Довмонтов меч | страница 4



— Ждём два дня вестей от Довмонта. Не будет — к вечеру снаряжаем гонцов в Новгород к Ярославу Ярославичу. Иначе и нам погибель, и городу. — Степенной посадник знал, что воевода с ним спорить не станет.

Однако весть скоро пришла. Только не та, которую они ждали.

Вечером на посадников двор принесли парня. Был он в одной изодранной, окровавленной нательной рубахе, бос. К голове присохла грязная перевязь.

— Димка! — ужаснулся посадник. Три дня назад снаряжал он Димитрия, дальнего своего сродственника, вместе с сыном и псковскими боярами для почётной встречи литовского князя. Было тогда под Димитрием красивое новое седло, а под седлом — молодая резвая кобыла диковатого нраву, сам же Димитрий браво улыбался, лихо закинув назад голубой плащ, чтобы не мешал во время верховой езды.

— Где подобрали?

— На краю посада, в Завеличье. Добрел до первых домов, там и упал.

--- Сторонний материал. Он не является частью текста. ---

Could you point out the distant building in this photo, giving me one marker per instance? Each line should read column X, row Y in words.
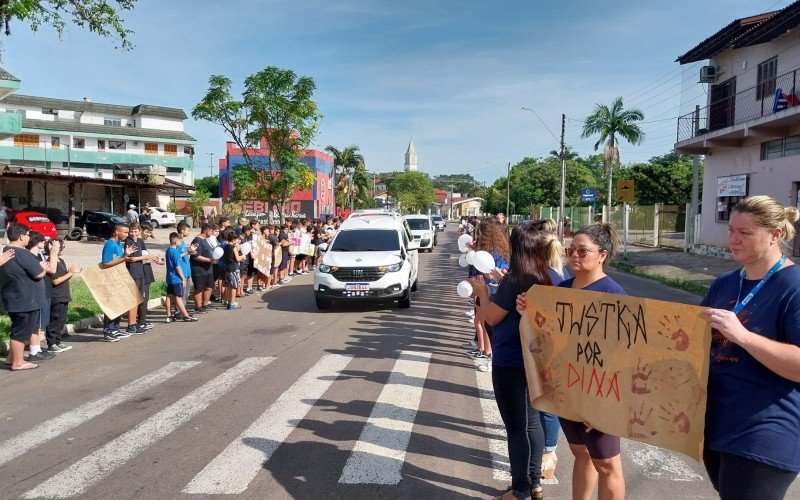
column 749, row 131
column 411, row 164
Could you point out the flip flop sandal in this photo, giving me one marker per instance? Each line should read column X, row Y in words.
column 26, row 366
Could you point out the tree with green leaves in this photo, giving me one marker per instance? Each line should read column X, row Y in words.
column 413, row 191
column 276, row 105
column 610, row 124
column 345, row 163
column 98, row 16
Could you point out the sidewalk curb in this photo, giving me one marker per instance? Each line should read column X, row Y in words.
column 95, row 321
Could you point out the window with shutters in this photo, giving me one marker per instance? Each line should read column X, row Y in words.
column 767, row 71
column 26, row 140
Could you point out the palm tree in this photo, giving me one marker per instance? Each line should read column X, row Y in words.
column 345, row 162
column 611, row 124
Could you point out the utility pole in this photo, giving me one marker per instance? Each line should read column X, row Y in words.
column 563, row 178
column 508, row 192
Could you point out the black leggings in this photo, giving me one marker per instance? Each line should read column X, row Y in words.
column 737, row 477
column 523, row 426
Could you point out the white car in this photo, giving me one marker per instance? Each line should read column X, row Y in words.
column 161, row 218
column 370, row 258
column 423, row 230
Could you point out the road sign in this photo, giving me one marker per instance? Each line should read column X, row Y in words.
column 588, row 195
column 625, row 190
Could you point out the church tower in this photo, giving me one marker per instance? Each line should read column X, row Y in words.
column 411, row 158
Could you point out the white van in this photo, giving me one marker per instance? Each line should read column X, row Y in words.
column 423, row 230
column 371, row 257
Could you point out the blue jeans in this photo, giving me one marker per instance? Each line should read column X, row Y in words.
column 551, row 427
column 523, row 427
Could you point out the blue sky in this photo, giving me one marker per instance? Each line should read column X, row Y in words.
column 451, row 75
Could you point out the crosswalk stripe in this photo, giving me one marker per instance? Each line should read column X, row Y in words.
column 80, row 476
column 658, row 463
column 22, row 443
column 498, row 446
column 232, row 470
column 380, row 452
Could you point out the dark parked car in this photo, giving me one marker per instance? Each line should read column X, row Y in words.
column 98, row 224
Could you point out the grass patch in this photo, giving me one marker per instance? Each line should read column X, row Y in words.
column 82, row 306
column 689, row 286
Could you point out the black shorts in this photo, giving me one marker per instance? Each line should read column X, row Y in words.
column 202, row 282
column 175, row 289
column 599, row 444
column 24, row 324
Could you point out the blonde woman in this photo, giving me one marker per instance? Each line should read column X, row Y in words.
column 753, row 409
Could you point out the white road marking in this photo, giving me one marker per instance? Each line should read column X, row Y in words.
column 81, row 475
column 232, row 470
column 659, row 463
column 379, row 454
column 498, row 446
column 50, row 429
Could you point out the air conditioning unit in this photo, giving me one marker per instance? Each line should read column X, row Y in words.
column 708, row 74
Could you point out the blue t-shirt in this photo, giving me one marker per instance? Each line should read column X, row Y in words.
column 751, row 411
column 506, row 346
column 185, row 265
column 112, row 250
column 172, row 260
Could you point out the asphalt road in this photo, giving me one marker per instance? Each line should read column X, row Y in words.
column 279, row 400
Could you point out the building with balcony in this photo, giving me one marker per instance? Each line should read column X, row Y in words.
column 54, row 152
column 749, row 129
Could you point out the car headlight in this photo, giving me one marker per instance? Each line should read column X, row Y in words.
column 391, row 268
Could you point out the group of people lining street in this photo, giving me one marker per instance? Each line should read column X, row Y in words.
column 35, row 281
column 752, row 423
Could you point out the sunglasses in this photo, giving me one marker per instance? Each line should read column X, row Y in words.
column 582, row 252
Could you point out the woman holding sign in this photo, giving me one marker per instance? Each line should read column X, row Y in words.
column 597, row 454
column 528, row 267
column 752, row 432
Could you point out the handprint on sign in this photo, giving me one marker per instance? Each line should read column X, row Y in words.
column 670, row 330
column 637, row 422
column 640, row 378
column 678, row 420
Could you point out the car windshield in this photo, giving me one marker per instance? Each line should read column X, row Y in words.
column 366, row 240
column 418, row 224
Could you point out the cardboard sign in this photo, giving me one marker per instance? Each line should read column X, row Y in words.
column 262, row 254
column 113, row 289
column 632, row 367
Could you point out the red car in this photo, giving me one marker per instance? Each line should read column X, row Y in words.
column 36, row 221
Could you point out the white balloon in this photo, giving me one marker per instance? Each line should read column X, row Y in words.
column 464, row 289
column 462, row 242
column 483, row 262
column 470, row 257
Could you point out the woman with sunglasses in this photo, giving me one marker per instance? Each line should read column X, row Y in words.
column 597, row 454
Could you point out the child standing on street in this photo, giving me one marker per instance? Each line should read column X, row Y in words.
column 175, row 279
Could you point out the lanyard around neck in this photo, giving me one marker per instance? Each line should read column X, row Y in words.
column 741, row 303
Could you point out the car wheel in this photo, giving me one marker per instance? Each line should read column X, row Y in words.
column 75, row 235
column 404, row 302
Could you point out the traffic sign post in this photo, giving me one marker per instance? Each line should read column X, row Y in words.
column 625, row 190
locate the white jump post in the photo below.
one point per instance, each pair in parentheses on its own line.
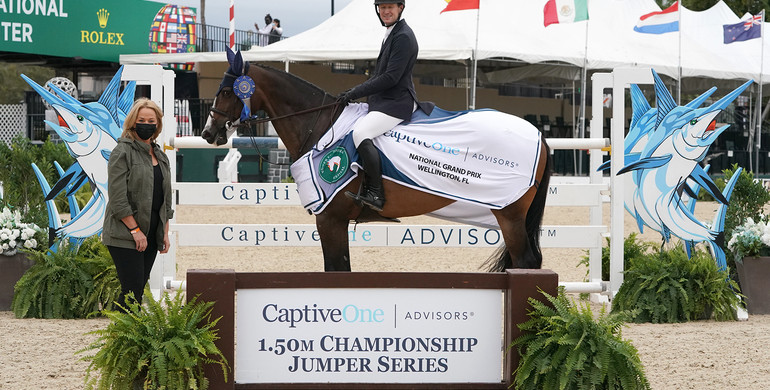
(618,80)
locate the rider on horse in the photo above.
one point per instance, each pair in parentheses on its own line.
(392,98)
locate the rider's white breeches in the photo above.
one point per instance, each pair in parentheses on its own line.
(374,123)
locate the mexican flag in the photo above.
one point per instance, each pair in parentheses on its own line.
(564,11)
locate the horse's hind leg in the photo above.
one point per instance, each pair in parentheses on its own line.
(334,242)
(518,253)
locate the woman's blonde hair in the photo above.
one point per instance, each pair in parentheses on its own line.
(130,123)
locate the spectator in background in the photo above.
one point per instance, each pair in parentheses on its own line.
(264,32)
(276,32)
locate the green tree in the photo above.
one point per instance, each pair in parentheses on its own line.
(13,86)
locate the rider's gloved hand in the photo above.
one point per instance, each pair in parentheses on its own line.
(344,98)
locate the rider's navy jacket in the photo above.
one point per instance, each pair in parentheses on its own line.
(390,88)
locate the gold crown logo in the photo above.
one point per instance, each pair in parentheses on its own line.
(102,15)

Женщины попытались снять клочья рубахи, но они словно вросли в израненное тело.

Пока дожидались лекаря, посадник сам острым ножом аккуратно разрезал её по частям, и глазам его предстала страшная картина. И спина и плечи превратились в единую гноящуюся рану, которая начинала уже смердеть. Тело парня осторожно обмыли, прибежавший лекарь приготовил питьё, другим настоем смазал воспалившиеся места.

— Кто напал на вас? Где остальные? — несколько раз подходил с вопросами посадник.

Но Димитрий не слышал их. Всякий раз, когда он вскидывал голову и произносил иссохшим от внутреннего жара ртом невнятные слова, посадник напряжённо вслушивался в его речь, но смысла не находил. Хотя и без объяснений было понятно, что с теми, кто выехал навстречу Довмонту, случилась беда.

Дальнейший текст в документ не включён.